= Stanley Jennings =

American journalist

Stanley Jennings (1921-2005) was a cartoonist, photographer, graphic designer, and journalist.

==Personal==
Jennings was born in Forest Glen, Maryland and was raised on Jenkings Hill in Washington.

==Education==
Jennings attended Eastern High School and obtained his degree from George Washington University and Corcoran College of Art and Design.

==Career==
His first jobs were as a paperboy delivering papers for the Washington Star and also working on his family's farm in Richmond, Indiana.
He worked for 15 years for National Geographic magazine, from 1956 to 1971. He was a contributor to many Washington publications, including The Washington Post, the Washington Daily News, the Washington Times-Herald, U.S. News & World Report, and Parade magazine.

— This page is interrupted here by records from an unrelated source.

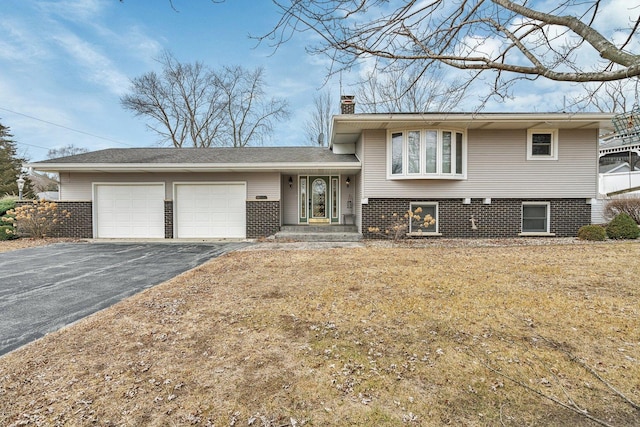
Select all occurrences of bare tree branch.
[258,0,640,95]
[121,52,289,147]
[305,91,337,147]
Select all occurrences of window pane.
[409,204,438,233]
[331,178,338,218]
[391,133,402,175]
[425,130,438,173]
[531,133,551,156]
[442,132,451,173]
[522,205,547,232]
[407,131,420,173]
[456,133,462,174]
[300,178,307,218]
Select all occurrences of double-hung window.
[522,202,551,234]
[387,129,466,179]
[527,129,558,160]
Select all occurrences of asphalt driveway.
[0,242,248,355]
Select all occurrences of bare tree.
[563,79,639,113]
[356,66,465,113]
[121,52,288,147]
[215,66,289,147]
[259,0,640,95]
[305,91,337,147]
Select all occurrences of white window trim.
[386,128,467,180]
[518,202,555,237]
[407,201,442,237]
[527,129,558,160]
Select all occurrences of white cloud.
[38,0,106,24]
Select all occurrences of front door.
[309,176,331,223]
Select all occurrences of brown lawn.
[0,237,81,253]
[0,242,640,426]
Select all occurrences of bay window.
[387,129,466,179]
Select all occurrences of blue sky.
[0,0,339,161]
[0,0,638,161]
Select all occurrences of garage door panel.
[94,184,164,238]
[174,183,246,238]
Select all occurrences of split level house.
[26,97,612,239]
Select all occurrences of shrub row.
[578,212,640,241]
[0,197,18,240]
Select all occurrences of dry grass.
[0,243,640,426]
[0,237,78,253]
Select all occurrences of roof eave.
[24,162,361,172]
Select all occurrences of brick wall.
[362,198,591,239]
[16,201,93,239]
[164,200,173,239]
[247,200,280,239]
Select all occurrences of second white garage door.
[94,184,164,239]
[174,182,247,239]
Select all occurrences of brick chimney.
[340,95,356,114]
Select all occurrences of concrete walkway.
[0,242,250,355]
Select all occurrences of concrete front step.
[274,224,362,242]
[280,224,358,233]
[275,231,362,242]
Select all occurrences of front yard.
[0,242,640,426]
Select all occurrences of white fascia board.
[332,113,614,130]
[24,162,361,172]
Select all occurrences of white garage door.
[94,184,164,239]
[174,183,247,239]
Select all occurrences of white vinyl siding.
[362,129,598,200]
[60,172,278,201]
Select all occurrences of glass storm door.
[309,176,331,222]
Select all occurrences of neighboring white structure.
[591,126,640,224]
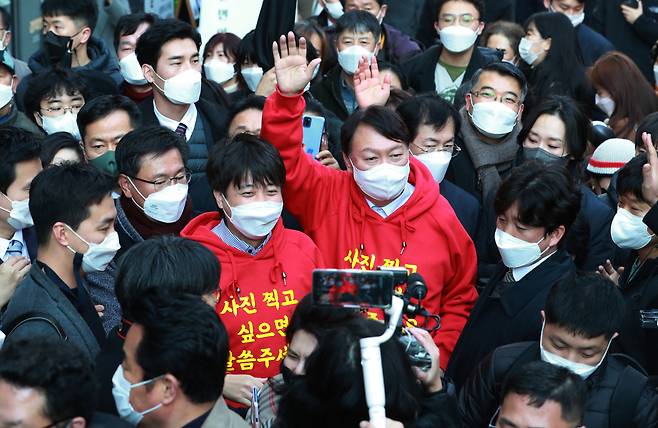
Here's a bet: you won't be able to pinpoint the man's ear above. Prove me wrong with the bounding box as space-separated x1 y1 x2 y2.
162 374 180 406
80 27 93 44
69 416 87 428
116 174 133 199
50 221 71 247
142 64 155 83
341 153 353 173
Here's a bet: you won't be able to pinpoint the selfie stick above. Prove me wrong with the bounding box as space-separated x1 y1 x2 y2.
359 296 404 428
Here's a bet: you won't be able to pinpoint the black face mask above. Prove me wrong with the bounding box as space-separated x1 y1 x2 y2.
41 31 77 69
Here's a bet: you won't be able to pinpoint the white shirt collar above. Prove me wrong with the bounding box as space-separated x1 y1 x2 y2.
0 230 30 262
366 182 415 218
153 100 197 140
512 251 557 281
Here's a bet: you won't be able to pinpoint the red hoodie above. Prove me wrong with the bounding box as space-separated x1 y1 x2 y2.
261 89 477 368
180 216 322 378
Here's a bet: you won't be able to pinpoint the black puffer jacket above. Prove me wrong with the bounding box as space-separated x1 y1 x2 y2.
459 342 658 428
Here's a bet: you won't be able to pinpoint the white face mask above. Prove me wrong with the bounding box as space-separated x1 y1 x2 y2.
222 195 283 239
539 321 612 379
324 1 343 19
439 25 478 52
240 65 263 92
519 37 539 65
128 177 188 224
594 94 616 117
416 150 452 183
470 101 518 138
0 193 34 230
0 77 14 108
41 111 80 141
119 52 148 86
112 364 162 426
350 159 410 201
153 69 201 104
338 46 373 75
203 59 235 85
494 229 550 269
610 207 655 250
67 226 121 273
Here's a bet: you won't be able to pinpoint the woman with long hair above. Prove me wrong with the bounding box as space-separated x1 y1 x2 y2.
589 51 658 140
519 12 593 112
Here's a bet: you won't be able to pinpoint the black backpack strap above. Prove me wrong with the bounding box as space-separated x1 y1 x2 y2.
3 311 68 340
610 366 649 427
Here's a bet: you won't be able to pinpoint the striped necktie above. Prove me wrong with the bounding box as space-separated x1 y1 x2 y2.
5 239 23 258
175 123 187 139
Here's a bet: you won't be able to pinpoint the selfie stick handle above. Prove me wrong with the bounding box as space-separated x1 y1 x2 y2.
359 296 404 428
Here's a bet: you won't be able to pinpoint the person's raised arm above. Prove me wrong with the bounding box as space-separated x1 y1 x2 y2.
261 32 343 230
642 132 658 232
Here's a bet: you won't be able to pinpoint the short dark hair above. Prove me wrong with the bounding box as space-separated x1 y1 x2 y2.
203 33 242 61
0 126 40 194
334 10 382 42
470 62 528 102
635 111 658 149
135 19 201 71
434 0 484 22
30 163 114 245
115 126 189 177
0 337 98 422
41 132 85 168
501 361 587 423
226 94 265 132
114 12 158 51
617 153 651 205
41 0 98 31
206 134 286 194
0 7 11 31
396 94 461 141
340 106 411 156
116 235 220 319
23 69 90 123
494 161 581 239
78 95 142 141
544 272 626 340
130 288 228 404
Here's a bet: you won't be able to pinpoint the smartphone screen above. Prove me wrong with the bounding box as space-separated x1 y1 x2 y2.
302 115 324 157
313 269 394 308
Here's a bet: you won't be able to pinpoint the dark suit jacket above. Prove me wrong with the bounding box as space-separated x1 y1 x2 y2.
402 44 503 94
439 180 480 241
446 250 575 388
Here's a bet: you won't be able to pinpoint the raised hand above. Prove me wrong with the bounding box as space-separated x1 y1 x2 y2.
354 56 391 109
642 132 658 206
272 31 320 95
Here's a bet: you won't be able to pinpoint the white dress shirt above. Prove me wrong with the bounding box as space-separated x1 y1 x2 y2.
153 100 197 141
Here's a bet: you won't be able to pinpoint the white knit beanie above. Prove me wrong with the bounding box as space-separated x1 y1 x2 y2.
587 138 635 175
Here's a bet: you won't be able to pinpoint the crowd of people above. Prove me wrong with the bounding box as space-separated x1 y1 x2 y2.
0 0 658 428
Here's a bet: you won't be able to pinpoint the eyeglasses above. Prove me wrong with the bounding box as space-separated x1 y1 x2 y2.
472 89 519 105
41 104 84 116
411 143 462 158
132 169 192 192
439 13 478 27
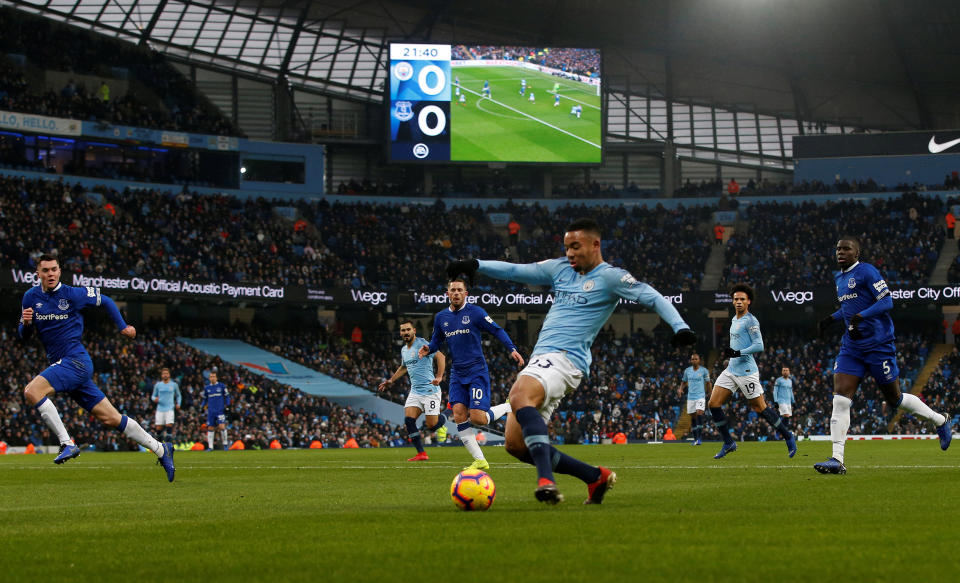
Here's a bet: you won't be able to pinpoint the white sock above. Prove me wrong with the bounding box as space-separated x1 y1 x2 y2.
490 403 513 423
830 395 853 464
36 398 74 445
457 427 484 460
900 393 947 427
123 417 163 457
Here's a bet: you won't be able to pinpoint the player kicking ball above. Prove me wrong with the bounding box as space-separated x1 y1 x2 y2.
709 283 797 459
377 320 447 462
813 235 953 474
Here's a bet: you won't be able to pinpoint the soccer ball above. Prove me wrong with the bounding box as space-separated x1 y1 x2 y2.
450 470 497 510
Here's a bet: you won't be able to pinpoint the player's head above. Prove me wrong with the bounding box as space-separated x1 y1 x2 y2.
37 253 60 291
837 235 860 269
447 277 467 310
563 218 603 273
400 320 417 344
730 283 753 316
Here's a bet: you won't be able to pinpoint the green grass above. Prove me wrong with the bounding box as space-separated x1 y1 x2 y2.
0 441 960 583
450 67 603 164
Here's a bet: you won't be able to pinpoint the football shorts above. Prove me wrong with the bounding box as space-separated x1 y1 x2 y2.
520 352 583 423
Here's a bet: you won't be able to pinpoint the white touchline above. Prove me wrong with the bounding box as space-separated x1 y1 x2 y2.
460 85 600 148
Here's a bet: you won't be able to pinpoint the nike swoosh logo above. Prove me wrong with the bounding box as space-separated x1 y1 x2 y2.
927 136 960 154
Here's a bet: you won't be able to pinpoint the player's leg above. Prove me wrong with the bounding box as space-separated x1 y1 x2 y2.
708 371 737 457
744 390 797 457
870 350 953 450
23 374 74 456
403 404 424 461
217 420 230 451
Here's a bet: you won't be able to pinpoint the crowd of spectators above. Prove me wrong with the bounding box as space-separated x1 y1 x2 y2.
721 193 945 289
0 8 239 135
0 176 709 290
452 45 600 77
0 319 405 451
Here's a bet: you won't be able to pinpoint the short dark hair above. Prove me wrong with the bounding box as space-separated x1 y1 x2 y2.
837 235 863 251
447 275 470 289
564 217 603 239
730 283 753 302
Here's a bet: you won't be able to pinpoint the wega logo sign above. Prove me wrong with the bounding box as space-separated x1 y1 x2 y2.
770 290 813 306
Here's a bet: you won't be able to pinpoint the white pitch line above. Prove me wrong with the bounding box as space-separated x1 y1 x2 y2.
460 86 600 149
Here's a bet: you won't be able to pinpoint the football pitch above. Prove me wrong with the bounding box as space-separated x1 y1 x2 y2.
450 66 603 164
0 441 960 583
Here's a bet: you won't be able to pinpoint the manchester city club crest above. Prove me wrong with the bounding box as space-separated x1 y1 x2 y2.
393 101 413 121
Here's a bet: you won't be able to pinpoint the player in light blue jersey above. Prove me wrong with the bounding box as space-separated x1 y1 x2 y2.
710 283 797 459
681 353 712 445
813 235 953 474
773 366 794 423
377 320 447 462
150 368 182 442
200 372 231 451
17 254 174 482
447 219 697 504
419 277 523 470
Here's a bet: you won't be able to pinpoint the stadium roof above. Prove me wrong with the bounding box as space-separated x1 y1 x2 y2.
7 0 960 130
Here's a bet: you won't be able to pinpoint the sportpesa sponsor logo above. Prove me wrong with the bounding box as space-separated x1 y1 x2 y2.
34 314 70 322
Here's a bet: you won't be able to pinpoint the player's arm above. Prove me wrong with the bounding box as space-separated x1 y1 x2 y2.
17 294 34 340
606 269 697 346
417 317 445 358
433 352 447 386
477 307 523 366
473 259 553 285
377 364 407 393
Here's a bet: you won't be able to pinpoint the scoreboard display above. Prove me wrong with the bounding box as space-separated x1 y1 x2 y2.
386 43 604 164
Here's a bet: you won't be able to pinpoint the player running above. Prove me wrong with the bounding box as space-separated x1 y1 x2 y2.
200 372 231 451
17 254 175 482
447 219 697 504
377 320 447 462
813 235 953 474
418 276 523 470
710 283 797 459
681 353 711 445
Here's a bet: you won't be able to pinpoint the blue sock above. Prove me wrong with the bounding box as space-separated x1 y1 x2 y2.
427 414 447 431
403 417 423 453
550 446 600 484
514 407 554 482
760 407 790 439
710 407 733 444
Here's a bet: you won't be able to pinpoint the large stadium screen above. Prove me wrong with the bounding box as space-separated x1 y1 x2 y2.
389 43 604 164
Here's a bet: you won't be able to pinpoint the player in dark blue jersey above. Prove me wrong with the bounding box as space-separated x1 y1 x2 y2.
17 254 174 482
813 235 953 474
200 372 231 451
419 278 523 470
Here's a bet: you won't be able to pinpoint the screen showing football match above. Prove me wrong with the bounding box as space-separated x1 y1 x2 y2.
389 43 604 164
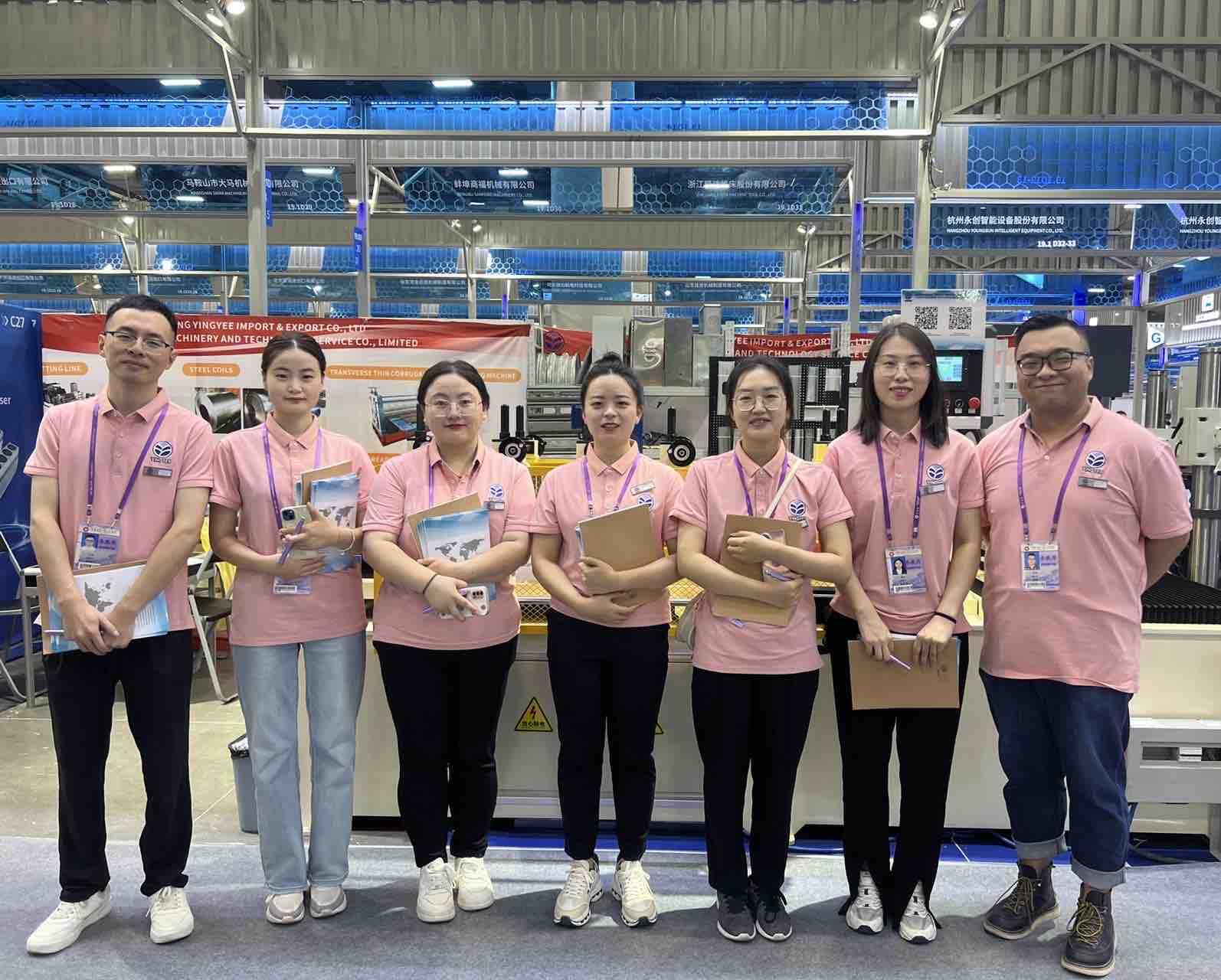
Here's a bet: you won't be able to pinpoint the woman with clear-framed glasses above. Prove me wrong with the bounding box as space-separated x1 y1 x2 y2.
364 360 535 923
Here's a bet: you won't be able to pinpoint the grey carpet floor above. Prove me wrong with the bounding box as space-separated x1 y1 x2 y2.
0 837 1221 980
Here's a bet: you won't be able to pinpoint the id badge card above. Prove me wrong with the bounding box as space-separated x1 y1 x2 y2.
1022 541 1060 592
271 575 313 596
74 524 119 569
886 544 928 596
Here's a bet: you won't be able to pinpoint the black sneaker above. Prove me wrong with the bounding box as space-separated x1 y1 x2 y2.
717 892 755 942
984 863 1060 939
1060 888 1115 976
748 882 793 942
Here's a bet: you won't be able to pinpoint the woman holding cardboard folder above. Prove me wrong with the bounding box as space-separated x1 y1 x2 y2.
530 354 683 926
365 361 535 923
674 358 853 942
824 323 983 943
209 333 374 925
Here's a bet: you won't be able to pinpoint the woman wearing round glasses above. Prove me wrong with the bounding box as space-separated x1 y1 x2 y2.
364 360 535 923
674 358 853 942
823 323 983 943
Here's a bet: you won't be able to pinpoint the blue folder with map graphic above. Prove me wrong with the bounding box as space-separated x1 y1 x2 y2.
39 561 170 653
415 507 496 600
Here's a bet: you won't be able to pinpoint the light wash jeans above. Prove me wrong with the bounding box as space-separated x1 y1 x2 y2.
233 630 365 894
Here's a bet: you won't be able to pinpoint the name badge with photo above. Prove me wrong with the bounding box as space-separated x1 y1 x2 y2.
886 544 928 596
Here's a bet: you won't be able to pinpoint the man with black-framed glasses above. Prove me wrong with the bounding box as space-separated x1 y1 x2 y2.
25 296 214 955
978 315 1192 976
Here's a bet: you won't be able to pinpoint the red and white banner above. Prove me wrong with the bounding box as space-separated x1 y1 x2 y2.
734 333 873 361
43 314 530 465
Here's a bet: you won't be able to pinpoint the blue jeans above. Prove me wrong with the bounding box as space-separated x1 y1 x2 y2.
979 670 1132 888
233 631 365 894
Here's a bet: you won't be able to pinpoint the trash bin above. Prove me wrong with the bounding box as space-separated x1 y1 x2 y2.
230 735 259 834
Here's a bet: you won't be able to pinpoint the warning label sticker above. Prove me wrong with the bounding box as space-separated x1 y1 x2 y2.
512 698 555 731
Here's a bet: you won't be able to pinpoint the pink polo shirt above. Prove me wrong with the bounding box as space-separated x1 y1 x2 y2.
978 399 1192 693
364 440 535 651
674 443 853 674
25 388 216 630
211 415 375 647
823 425 984 633
530 443 683 626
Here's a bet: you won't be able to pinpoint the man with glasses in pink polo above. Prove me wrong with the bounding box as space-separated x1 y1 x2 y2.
25 296 214 955
978 315 1192 976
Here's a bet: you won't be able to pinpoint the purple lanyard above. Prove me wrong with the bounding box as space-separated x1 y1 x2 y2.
84 401 170 528
581 452 640 518
1017 425 1089 542
734 450 789 518
873 432 925 547
428 452 479 507
263 423 322 528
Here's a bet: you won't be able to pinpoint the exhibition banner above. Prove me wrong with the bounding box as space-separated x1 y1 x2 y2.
0 304 43 655
43 314 530 466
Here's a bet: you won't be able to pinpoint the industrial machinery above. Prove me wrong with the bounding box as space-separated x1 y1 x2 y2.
368 388 423 446
709 358 853 459
43 381 89 405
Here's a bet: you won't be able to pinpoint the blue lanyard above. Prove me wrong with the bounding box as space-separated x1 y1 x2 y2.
734 449 789 518
263 423 322 528
1017 425 1089 542
581 452 640 518
84 401 170 528
873 432 925 547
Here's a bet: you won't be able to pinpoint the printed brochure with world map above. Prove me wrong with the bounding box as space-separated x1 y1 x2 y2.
39 561 170 653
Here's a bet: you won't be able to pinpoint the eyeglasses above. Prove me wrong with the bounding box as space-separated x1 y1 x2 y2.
1017 350 1093 377
103 329 173 354
734 392 784 411
424 398 483 415
873 358 929 374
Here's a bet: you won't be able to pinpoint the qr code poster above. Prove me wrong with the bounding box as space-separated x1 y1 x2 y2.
901 289 988 341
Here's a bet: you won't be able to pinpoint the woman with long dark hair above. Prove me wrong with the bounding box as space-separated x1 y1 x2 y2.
365 360 535 923
530 354 683 926
209 333 374 925
823 323 983 943
674 358 853 942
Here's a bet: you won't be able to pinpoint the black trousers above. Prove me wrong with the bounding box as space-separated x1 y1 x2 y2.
547 609 669 861
827 612 970 923
43 630 194 902
374 637 518 867
691 668 818 894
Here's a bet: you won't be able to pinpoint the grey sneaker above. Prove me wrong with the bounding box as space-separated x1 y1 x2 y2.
1060 888 1115 976
984 864 1060 939
309 885 348 919
717 892 755 942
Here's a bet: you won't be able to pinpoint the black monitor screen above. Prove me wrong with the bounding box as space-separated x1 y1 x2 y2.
937 354 964 384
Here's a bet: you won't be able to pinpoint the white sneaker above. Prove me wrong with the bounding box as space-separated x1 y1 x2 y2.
148 885 195 943
25 885 110 956
454 858 496 912
552 858 602 927
899 882 937 945
610 861 657 926
263 892 306 925
843 867 885 936
415 858 458 923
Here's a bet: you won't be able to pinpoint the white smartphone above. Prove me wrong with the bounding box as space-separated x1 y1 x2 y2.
438 586 489 619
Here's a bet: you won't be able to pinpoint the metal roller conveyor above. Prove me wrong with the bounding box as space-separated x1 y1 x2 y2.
195 390 242 433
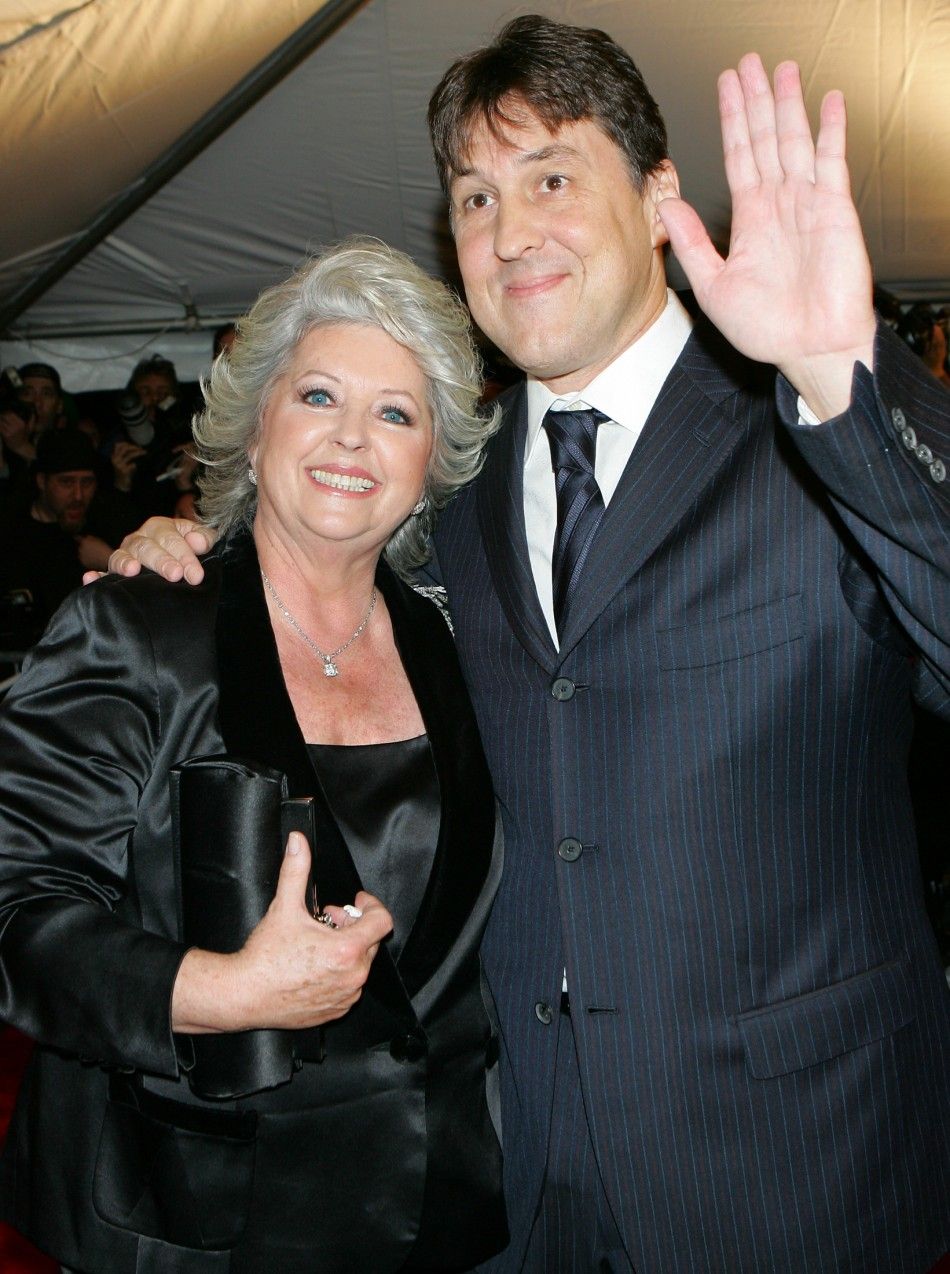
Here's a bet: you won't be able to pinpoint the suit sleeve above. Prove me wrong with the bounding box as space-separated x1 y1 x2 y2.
778 324 950 716
0 581 191 1075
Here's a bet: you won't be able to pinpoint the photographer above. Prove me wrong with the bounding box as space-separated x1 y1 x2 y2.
110 354 195 516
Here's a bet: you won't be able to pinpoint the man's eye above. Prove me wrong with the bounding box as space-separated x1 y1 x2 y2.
303 390 334 406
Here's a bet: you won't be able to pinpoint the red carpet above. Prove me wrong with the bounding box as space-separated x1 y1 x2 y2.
0 1026 950 1274
0 1026 60 1274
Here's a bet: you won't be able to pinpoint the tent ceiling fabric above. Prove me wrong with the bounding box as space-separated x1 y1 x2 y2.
0 0 338 308
0 0 950 389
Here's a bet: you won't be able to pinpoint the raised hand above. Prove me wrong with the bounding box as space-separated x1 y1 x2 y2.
658 54 875 419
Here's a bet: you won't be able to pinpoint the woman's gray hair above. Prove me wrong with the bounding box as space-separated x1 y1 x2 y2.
195 237 500 577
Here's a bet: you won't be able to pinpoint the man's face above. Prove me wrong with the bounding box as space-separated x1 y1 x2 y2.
36 469 96 535
19 376 62 431
135 372 174 420
450 113 677 391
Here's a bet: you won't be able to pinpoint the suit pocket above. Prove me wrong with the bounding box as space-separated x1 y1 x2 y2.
656 594 805 671
93 1079 257 1251
734 961 914 1079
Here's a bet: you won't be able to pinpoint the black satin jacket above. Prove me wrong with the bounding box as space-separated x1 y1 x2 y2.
0 535 507 1274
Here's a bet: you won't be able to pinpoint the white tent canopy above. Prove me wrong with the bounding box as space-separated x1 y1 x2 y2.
0 0 950 390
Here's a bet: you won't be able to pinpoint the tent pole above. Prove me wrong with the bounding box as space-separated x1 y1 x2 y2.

He designed the current version of the National Press Club seal. After working for National Geographic magazine, Jennings ran his own graphic design business, Jennings Publications.

==Organizations==
Jennings was a member of the Senate Press Photographers Gallery. He also served on the board of directors for the National Press Club.

==Family==
Jennings was married to Mildred Locke Jennings, but that later ended in a divorce. He remarried to Jane Smith Stokes for 21 years. He had two daughters, a stepson, two grandsons, and a great-grandson.

==Death==
Jennings died on September 4, 2005, from congestive heart failure. He died at Montgomery General Hospital at the age of 84.